In the first few levels, I skated with the sole intent of winning and moving on to the next stage. But the game’s progression system requires more than this. To reach the second tier of stages, Kara must first complete a specific number of mini objectives. These tasks range from achieving high scores to downing specific enemy types in particular ways. These goals are Pro Skater-like but do lead to some frustration if you don’t want to try your hand in the same battles numerous times.
I felt a little frustration in the later levels, yet I adored how the challenges pushed me to find and execute huge combo strings to reach higher scores. The combo meter multiplier only advances on kills, so you must figure out how to reach and kill enemies in a timely order. These foes spawn across the arena, and your ammo reserve only replenishes when you perform tricks, so you are constantly trying to dazzle the crowd or down an adversary. It’s a phenomenal mix of two distinct gaming disciplines. The gunplay fits nicely with the skating, thanks to one of the most generous lock-on targeting systems you’ll see. The focus is on gaining ammo and timing shots, which is fantastic given your character’s breakneck speed and them often being airborne.
The retro sci-fi setting fits the action, but don’t expect much from the story. You’ll hear voices in the locker room that advance specific plot points and gain more insight into the world through notes and newspaper clippings, but they don’t add up to much – all the excitement is in the arena.

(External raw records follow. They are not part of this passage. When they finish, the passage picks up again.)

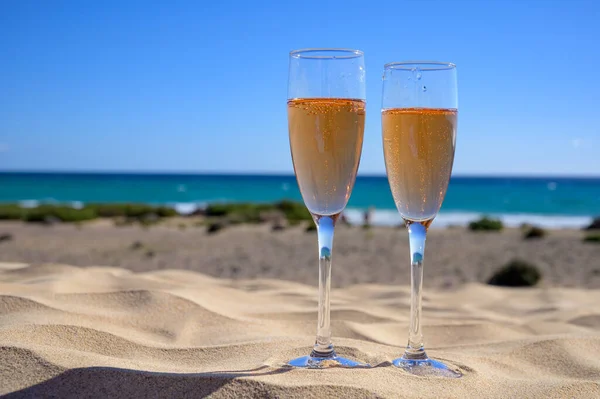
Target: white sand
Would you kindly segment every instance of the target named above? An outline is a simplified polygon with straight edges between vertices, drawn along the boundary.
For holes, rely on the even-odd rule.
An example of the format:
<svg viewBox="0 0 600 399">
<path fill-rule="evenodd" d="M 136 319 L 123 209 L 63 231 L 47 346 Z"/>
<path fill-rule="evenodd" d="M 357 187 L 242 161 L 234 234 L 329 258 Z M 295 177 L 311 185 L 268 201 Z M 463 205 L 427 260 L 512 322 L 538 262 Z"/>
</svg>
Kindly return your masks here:
<svg viewBox="0 0 600 399">
<path fill-rule="evenodd" d="M 464 285 L 425 292 L 429 354 L 458 380 L 407 375 L 407 287 L 333 291 L 334 343 L 369 370 L 291 370 L 308 354 L 313 287 L 181 270 L 0 264 L 8 397 L 600 397 L 600 291 Z"/>
</svg>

Rollerdrome immediately clicked with me, and I ate it all up. As polished and fun as the experience is, it feels like Roll7 is just dipping its toes into the water. I hope this talented studio gets the chance to make a sequel to further flesh out this unique concept with more detail in the story and greater player progression. Regardless, Rollerdrome is a fantastic first foot forward. I adored the campaign gameplay and have a feeling my friend group will use this unique title for late-night scoring competitions.